Ocular features include bilateral subluxation of the crystalline lens (ectopia lentis), axial myopia, astigmatism, glaucoma, flat cornea, and retinal detachment. In Marfan syndrome, subluxation of the lens produces astigmatism that is not at the same meridian as the corneal astigmatism. Also, high degrees of astigmatism occur as a result of the tilted edge of the subluxated lens. Consequently, these patients have some degree of residual astigmatism that is oblique with respect to the principal meridians of the cornea (Yeung and Weissman, 1997; Lindsay et al, 2017).
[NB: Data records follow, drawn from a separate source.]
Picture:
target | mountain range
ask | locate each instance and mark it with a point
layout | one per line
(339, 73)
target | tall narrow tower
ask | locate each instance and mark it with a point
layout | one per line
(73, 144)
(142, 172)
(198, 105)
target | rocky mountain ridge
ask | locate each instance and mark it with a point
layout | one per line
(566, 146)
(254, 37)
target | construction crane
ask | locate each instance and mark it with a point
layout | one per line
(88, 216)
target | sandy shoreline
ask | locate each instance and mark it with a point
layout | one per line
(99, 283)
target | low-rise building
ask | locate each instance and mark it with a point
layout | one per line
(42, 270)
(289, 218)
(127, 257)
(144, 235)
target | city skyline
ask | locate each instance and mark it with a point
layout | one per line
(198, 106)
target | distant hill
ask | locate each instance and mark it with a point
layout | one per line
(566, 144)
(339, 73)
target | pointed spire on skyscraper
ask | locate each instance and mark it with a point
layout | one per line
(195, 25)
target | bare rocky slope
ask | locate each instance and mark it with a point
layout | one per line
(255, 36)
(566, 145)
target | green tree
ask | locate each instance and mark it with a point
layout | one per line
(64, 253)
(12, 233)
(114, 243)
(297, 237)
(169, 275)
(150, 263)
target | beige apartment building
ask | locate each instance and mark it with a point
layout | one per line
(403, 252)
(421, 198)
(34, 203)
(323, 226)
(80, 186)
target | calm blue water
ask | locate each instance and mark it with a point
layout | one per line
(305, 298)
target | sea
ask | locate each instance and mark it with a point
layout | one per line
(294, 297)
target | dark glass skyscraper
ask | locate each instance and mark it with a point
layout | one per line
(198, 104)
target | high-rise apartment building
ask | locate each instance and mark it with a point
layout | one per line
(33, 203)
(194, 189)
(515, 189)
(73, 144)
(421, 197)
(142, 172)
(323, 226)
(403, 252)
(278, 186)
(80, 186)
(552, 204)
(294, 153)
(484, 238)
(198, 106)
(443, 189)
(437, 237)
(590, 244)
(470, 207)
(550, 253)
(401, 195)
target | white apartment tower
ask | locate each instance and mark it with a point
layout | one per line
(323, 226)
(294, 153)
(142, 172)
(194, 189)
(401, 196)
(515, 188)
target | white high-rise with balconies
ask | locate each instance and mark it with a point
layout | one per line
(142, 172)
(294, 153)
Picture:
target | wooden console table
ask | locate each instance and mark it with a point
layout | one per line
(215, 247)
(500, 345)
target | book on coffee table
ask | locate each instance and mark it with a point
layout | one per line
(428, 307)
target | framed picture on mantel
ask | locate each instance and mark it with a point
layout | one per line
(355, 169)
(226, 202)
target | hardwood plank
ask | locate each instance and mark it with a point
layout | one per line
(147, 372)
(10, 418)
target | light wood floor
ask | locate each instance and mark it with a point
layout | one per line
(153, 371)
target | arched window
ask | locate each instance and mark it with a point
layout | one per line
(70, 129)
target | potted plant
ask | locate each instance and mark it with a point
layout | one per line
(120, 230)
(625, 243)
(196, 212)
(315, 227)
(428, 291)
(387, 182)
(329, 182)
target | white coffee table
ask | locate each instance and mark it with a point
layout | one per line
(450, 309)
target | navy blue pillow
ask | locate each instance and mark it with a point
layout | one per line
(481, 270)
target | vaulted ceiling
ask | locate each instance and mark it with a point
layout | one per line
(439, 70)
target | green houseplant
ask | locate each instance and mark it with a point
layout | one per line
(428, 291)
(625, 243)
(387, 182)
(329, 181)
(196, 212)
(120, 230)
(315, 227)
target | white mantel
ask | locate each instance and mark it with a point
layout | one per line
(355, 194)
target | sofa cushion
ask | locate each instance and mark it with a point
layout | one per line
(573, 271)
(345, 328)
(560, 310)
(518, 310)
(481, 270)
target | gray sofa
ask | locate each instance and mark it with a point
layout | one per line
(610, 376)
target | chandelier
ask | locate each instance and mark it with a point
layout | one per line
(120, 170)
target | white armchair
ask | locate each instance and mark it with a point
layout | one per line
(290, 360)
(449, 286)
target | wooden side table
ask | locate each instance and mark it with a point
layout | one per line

Cataracts frequently develop in the subluxated lenses. Surgical extraction of the cataracts becomes necessary when vision is significantly degraded. In many cases, children are left aphakic after surgery due to the complexity of intraocular lens implantation. Optical corrective measures such as specialty contact lenses in combination with glasses are needed to manage the high refractive errors of children affected by Marfan syndrome (Neely and Plager, 2001).

A Case of High Myopia

Take for example the case of a 9-year-old Hispanic female who had a history of Marfan syndrome and presented for a contact lens evaluation to manage her high myopia, astigmatism, and anisometropia. The patient’s ocular manifestations of Marfan syndrome included bilateral cataract, ectopia lentis, and high axial myopia in both eyes. Her manifest prescription was –16.00 –2.50 x 158 in the right eye and –19.00 –1.25 x 142 in the left eye, which resulted in 20/80 and 20/60 in each eye, respectively (Figure 1).

Figure 1. Marfan syndrome can cause high myopia, astigmatism, and anisometropia.

She was fitted into high-minus soft contact lenses and was corrected to 20/30 in both eyes (Figure 2). This young patient was very happy with her improved vision quality and her new cosmetic appearance without her spectacles (Figure 3).

Figure 2. The high refractive error can be corrected with soft contact lenses.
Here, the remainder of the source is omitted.